The USS George Washington arrived at its new home of Yokosuka, near Tokyo, on Thursday to replace one of the oldest active ships in the U.S. Navy.
“We are concerned by both the number of ships that are being constructed, but we are also concerned by what appears to be a lack of transparency ... because we just simply don’t understand the rationale for many activities they are engaged in,” Winter told reporters when asked about China’s military expansion, particularly in the Western Pacific.
“We are going to try to improve that understanding and at the same time to ensure we have adequate deterrent forces in the West Pacific, and that capability is clearly enhanced by the presence of the George Washington,” he added.
China’s military spending is budgeted to rise 17.6 percent this year, although Beijing has said its growing military prowess poses no threat. Japan has also repeatedly urged greater transparency over China’s military spending.

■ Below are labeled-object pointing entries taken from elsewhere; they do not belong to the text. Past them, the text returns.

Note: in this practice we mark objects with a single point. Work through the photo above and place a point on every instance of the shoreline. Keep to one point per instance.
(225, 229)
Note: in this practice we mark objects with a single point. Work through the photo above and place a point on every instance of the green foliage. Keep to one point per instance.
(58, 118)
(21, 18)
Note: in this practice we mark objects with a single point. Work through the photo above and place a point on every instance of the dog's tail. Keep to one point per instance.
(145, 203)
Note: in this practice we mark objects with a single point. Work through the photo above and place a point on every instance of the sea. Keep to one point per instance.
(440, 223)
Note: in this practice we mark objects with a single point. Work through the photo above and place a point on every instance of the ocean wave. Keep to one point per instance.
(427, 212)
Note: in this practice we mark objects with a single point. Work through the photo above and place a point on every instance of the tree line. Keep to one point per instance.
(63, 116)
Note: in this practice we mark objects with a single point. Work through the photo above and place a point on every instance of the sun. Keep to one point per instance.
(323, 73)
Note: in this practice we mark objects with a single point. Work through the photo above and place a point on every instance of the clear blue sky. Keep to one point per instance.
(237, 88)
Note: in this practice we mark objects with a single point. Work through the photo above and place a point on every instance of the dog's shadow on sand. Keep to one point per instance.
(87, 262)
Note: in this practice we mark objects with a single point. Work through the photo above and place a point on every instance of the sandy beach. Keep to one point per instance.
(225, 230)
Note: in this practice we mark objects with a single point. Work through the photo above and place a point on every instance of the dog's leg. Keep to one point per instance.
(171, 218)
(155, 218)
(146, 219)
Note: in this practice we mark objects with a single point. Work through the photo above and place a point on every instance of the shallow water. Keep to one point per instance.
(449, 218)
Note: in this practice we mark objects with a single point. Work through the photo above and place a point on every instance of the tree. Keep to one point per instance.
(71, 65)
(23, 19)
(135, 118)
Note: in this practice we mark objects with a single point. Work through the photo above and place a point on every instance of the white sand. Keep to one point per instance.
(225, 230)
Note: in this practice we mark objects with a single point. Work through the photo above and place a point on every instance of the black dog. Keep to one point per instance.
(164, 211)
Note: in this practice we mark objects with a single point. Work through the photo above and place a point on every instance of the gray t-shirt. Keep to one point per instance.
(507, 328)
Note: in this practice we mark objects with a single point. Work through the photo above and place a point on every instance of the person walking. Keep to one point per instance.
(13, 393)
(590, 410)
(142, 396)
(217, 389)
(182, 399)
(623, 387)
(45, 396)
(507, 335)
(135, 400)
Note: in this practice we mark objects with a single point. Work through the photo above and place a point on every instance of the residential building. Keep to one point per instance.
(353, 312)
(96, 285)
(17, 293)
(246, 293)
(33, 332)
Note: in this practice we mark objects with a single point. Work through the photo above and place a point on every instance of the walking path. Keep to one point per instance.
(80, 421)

Winter said the purpose of China’s submarine production was puzzling, so the United States had to be ready for the worst.
“My belief is that the more transparent people are relative to their intentions, the less destabilising military developments will be,” he said.
“Unfortunately, when we don’t understand what the intent is ... it’s very difficult to respond in any way other than considering the worst possible interpretation, because we have to be prepared for any eventuality,” Winter said.
Winters also sought to reassure local residents in Japan, the only nation to suffer an atomic bombing, that the George Washington was safe, stressing its reactors were “designed to be able to deal with the rigours of sea and the rigours of combat”. Concerns over the carrier were fueled in Japan by a fire on board the warship in May and news in August that water containing a small amount of radiation has been leaking for more than two years in Japanese ports from a U.S. nuclear submarine.
“I trust that over time, they will get more comfortable as they get more knowledgeable about the safety that is inherent in this configuration,” Winter said.